Seeking outdoor antenna advice, SF Bay Area

tgreene

DTVUSA Jr. Member
#1
I live in unincorporated San Mateo County on the San Francisco peninsula within about 25 miles of the towers broadcasting the channels I'm interested in, but a number of them are blocked by hills and not LOS. TV Fool report here: TV Fool

I am currently using a full size "HD Frequency Cable Cutter" indoor antenna (Best Indoor HDTV Antennas - Cable Cutter) . It is about 12' off the ground in a window facing NW, and it is connected to the TV with a new 40' RG6 coax cable of good quality.
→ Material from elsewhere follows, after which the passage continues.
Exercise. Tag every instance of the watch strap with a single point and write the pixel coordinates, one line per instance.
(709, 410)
It works pretty well on the channels I want during the day, but I fall off the 'digital cliff' and lose many channels at night.

I'd very much appreciate recommendations for an outdoor antenna that will be able to receive most of the stations that are above -70 dB in signal strength and are located between 327 to 90 degrees in angle on my TV Fool report. I'm OK with not getting the weaker stations (below -70 dB), and I'm most interested in Channel 7 and up (OK to not get lower ones).

I have an old satellite dish (Dish or Direct TV) on my roof that has an older but seemingly OK dual coax cable running from it to under my house and eventually to the TV (maybe 100 - 120' total). An oak tree about 40' away partially blocks the antenna location to the N (NW and E are OK). I did try my indoor antenna in that location with the existing cable and did not notice improvement in the daytime over its nominal indoor location (got many of the same channels as inside after messing with its location). Would it be OK if I used this existing cable, and would I need an amplifier given its length?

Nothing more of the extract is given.